3. Initialize the Helm CLI client

Make sure your kubectl context is set to the right cluster, because Helm uses that same authentication mechanism.

./helm init --service-account tiller

That’s it, you’re ready to start Helming!

You’ll notice the similarities between helm and yum/apt. You can try these commands and more :

helm search <chart>
helm list
helm install <chart>
helm delete <chart>

Embedding Tiller in Pivotal Container Service clusters

Staying true to my VMware roots, here is a quick rundown of how to simplify this process if you use Pivotal Container Service by configuring Add-Ons, which are essentially Post-Cluster-Deployment-YAMLs.

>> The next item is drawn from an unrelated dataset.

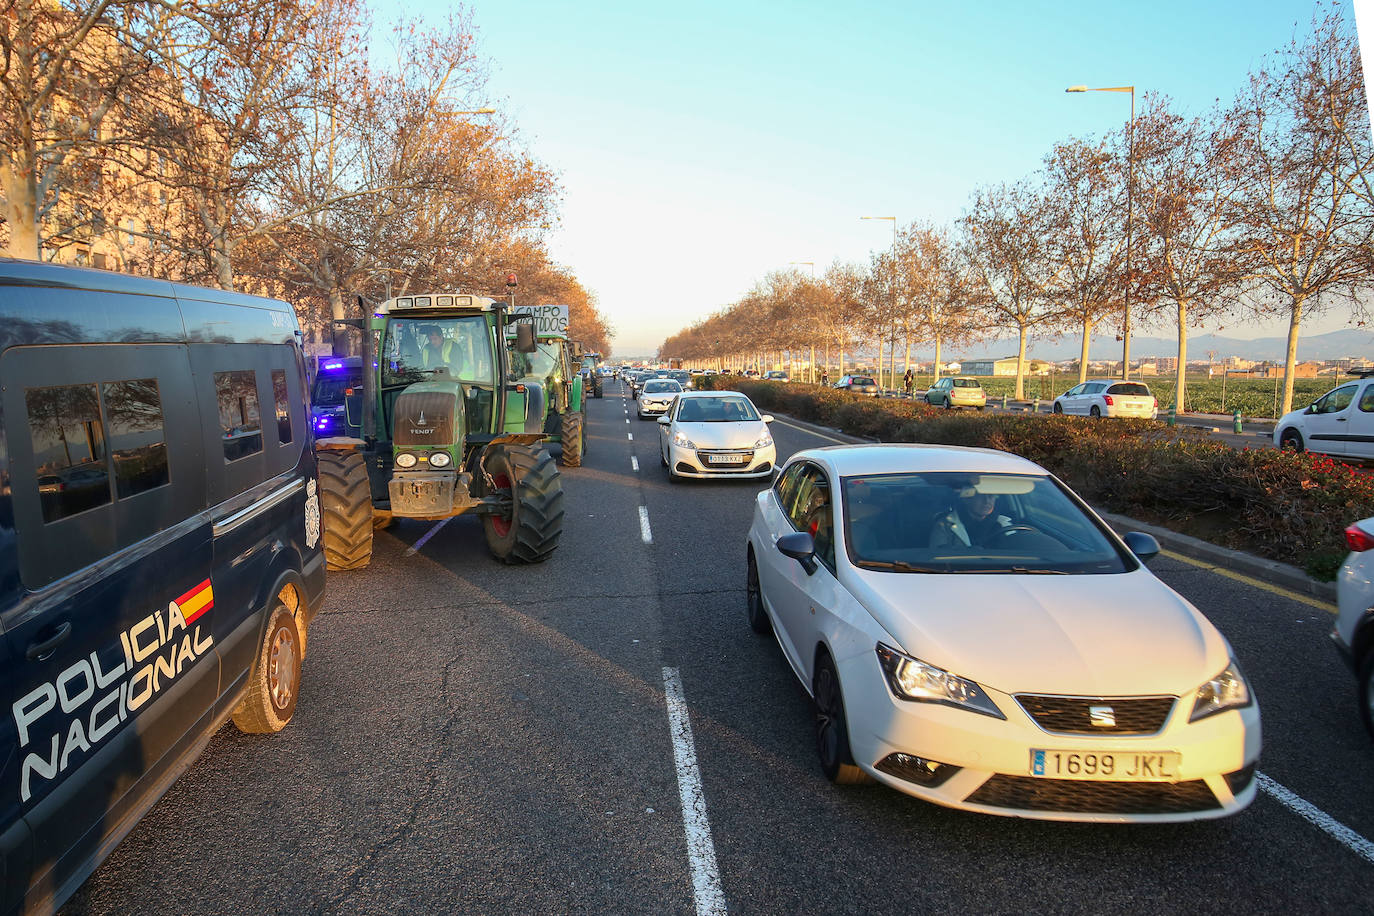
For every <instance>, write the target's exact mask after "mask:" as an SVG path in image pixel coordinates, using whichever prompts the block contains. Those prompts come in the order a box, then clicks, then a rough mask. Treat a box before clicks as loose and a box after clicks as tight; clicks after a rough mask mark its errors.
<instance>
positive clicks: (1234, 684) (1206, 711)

In laymen’s terms, that means that every time PKS deploys a Kubernetes cluster using this Plan, it will always apply these YAML files before it marks the cluster creation process as complete.

Here we go…

In the PCF OpsMan interface, go to the PKS tile, then click on one of the PKS Plans and scroll down to the section entitled “Add-Ons – Use with caution”

And while we’re on the subject of Pivotal Container Service (PKS), the included enterprise grade container registry, VMware Harbor, can also be used as a Helm Chart repository as well as a Docker Registry. Convenient, right?

In case you want to learn more about PKS, here’s a link to one of my earlier articles, The Beginner’s Guide to Pivotal Container Server (PKS).

Plotting the course – What’s next for Helm?

In the upcoming Helm v3, Helm will make use of Kubernetes Custom Resource Definitions (CRD) and installing the Tiller component will no longer be necessary, as CRDs are a built-in component of any Kubernetes cluster that can be used to extend functionality. So there will be one less step to using Helm in the near future and it should be much more integrated with much of the native Kubernetes functionalities as well.

And by the way, it seems the trend is that Kubernetes CRDs will become increasingly important in future Kubernetes releases, so might as well familiarize yourself with them now.

Helm 3 is bound to come with a bunch of new features and if you’re interested in learning more about the history and the future of Helm, here’s an interesting article about it : A First Look at the Helm 3 Plan

Gangway – The Bottom Line

The Kubernetes ecosystem is growing at a frantic pace and new tools emerge every day, Helm is a jewel among them. Helm is a must learn for any Kubernetes administrator or developer and stands on its own as a great tool. But one thing to keep in mind is that tools like Helm are meant to be used in a automated environment, and should be part of a complete automation & deployment strategy.